Farmers look to band together in the face of fodder crisis

Counties across the country have been paired up in an effort to combat the current fodder crisis facing farmers.

The emergency fodder initiative was launched by the Irish Farmers’ Association (IFA) today.

IFA president Joe Healy announced that the IFA will mobilise its national county and branch network to support farmers who are worst affected by the problem.

Counties have been twinned with a view to identifying farmers who are in a position to contribute feed and so that fodder can be transported to areas in need.

Commenting on the initiative, Healy said: “It is disappointing that the minister has, to date, failed to support a meal voucher system – which we strongly believe would have been the best and most efficient solution.

We are now seeking a commitment from the minister to fund the cost of transporting the fodder to the areas in need as part of this interim initiative.

The initiative is designed to provide fodder for those in dire need in the coming weeks, in order to get them over Christmas and the new year, Healy added.
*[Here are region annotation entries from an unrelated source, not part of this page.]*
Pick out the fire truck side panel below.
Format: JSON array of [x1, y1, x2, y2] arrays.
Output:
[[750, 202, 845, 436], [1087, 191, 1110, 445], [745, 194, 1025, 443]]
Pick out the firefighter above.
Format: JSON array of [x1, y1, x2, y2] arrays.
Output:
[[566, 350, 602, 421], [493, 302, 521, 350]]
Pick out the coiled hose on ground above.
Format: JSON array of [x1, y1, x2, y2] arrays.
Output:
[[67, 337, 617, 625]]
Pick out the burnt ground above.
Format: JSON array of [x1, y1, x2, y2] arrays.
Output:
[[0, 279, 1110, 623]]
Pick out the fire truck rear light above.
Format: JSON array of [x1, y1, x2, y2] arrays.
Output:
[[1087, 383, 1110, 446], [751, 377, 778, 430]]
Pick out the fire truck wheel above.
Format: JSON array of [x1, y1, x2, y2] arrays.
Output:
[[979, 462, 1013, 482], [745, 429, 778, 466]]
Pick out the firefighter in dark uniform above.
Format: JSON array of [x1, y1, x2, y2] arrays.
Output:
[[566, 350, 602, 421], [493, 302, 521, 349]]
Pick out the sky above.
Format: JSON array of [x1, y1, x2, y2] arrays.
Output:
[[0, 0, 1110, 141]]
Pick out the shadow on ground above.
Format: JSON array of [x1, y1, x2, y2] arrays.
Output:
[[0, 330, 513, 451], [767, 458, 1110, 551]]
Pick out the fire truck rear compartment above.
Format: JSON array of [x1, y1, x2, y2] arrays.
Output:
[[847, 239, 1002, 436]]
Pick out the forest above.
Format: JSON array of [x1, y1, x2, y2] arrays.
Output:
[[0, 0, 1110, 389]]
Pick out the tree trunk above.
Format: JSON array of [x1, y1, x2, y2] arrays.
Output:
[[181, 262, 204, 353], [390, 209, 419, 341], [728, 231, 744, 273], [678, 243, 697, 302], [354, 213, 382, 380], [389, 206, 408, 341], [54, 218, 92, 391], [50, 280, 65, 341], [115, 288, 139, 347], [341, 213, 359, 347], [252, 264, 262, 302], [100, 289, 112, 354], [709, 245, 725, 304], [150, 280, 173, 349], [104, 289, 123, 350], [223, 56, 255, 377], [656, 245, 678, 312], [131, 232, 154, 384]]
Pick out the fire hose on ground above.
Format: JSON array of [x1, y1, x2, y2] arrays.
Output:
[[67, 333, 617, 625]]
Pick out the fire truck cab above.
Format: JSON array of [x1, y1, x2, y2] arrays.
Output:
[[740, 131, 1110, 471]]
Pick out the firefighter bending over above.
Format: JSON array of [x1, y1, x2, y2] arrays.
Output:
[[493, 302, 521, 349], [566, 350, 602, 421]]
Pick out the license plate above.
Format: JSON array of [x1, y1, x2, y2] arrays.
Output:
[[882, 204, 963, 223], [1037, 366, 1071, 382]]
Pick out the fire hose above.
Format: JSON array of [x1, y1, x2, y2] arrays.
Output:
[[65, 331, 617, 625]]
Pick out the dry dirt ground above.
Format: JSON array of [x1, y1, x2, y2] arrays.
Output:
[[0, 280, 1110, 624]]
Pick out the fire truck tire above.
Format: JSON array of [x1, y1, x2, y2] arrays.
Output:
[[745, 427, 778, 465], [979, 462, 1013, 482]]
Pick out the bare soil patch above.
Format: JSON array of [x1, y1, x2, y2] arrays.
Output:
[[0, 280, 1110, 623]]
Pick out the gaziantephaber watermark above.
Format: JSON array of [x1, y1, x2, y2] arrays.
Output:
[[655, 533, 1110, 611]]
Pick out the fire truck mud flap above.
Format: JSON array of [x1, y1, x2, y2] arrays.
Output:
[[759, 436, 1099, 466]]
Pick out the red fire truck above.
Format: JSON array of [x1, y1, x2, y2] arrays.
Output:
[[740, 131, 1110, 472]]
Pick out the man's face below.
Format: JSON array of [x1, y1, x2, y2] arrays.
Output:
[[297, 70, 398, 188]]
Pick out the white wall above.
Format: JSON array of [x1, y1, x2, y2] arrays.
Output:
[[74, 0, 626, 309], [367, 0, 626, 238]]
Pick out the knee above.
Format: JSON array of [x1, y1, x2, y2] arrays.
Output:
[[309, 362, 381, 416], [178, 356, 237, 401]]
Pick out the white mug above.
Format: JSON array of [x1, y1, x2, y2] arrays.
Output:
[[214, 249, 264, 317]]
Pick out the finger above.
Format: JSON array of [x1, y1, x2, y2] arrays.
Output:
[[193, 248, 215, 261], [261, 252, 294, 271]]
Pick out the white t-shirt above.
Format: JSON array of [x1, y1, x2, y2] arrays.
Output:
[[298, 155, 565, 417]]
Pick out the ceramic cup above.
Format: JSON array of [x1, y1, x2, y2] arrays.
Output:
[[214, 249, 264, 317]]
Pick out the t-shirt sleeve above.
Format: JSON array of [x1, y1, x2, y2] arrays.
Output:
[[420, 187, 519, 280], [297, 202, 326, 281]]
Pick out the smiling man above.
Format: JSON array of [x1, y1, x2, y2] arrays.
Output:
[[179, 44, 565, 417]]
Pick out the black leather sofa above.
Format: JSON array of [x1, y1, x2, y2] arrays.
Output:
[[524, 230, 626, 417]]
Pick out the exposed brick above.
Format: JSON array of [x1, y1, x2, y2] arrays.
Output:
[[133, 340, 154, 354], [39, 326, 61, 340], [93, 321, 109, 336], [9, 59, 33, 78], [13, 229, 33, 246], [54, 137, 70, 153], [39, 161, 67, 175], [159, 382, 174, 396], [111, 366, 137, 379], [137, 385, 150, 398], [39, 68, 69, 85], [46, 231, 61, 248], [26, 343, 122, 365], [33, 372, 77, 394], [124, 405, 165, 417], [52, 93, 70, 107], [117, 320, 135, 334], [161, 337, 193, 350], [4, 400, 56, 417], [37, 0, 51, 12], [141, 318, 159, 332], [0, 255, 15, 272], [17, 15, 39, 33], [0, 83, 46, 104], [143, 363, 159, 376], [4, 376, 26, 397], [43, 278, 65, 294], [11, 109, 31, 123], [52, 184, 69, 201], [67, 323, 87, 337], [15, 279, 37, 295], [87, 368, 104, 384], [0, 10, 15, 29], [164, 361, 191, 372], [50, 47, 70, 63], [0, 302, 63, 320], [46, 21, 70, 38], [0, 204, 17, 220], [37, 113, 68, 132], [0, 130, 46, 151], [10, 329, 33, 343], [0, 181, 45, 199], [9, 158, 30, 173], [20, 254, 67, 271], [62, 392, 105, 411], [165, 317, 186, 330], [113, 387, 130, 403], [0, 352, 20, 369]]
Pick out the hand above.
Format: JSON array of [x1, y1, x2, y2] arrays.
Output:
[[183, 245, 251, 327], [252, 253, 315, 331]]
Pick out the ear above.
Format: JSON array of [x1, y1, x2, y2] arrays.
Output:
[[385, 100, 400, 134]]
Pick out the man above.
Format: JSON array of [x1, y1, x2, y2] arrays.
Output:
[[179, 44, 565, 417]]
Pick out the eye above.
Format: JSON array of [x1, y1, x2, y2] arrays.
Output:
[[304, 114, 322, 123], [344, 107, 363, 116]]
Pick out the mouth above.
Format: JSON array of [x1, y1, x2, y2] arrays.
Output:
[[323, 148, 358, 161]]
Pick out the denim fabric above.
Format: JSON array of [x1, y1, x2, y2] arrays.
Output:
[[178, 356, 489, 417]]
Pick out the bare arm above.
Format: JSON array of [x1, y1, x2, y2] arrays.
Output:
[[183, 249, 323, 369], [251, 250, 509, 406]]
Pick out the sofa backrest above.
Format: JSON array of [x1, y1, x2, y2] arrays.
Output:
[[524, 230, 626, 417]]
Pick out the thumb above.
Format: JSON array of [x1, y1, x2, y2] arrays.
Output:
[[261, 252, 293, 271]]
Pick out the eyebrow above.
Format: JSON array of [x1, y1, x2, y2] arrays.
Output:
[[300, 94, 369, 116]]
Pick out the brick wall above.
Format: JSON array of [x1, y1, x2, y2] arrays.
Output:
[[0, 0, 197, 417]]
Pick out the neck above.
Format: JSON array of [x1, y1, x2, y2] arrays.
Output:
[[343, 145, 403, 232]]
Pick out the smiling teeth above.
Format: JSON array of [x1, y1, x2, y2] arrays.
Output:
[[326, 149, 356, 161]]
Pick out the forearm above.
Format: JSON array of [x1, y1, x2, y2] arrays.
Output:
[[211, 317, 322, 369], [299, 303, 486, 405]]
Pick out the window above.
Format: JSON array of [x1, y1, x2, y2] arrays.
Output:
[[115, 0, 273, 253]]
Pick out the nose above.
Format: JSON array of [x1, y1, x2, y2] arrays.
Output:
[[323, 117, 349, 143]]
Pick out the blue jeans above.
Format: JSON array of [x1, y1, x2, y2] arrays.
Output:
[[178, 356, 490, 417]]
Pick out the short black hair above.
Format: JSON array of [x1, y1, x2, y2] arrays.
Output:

As part of the initiative, county chairmen and branch officers that are in areas of the country that are not affected to the same extent with the fodder crisis will identify farmers who are prepared to provide even small amounts of feed – at a reasonable agreed fixed price.

Image source: IFA

This initiative was drawn up by the IFA at the recent National Council meeting.

It is expected that IFA officers in the areas most affected by the fodder crisis will work closely with Teagasc and the local district veterinary office (DVO) to identify the farmers currently in critical need of fodder.

It is hoped that county chairmen in counties or regions with feed to contribute will link up with their counterparts in the areas requiring feed, to organise delivery and distribution of the fodder to farmers who are currently in urgent need of feed.

The IFA outlined that county chairs in the worst affected counties met with the Minister for Agriculture, Michael Creed, and attended the recent fodder action meeting in Sligo; but there has yet to be a tangible outcome to these meetings, according to the IFA.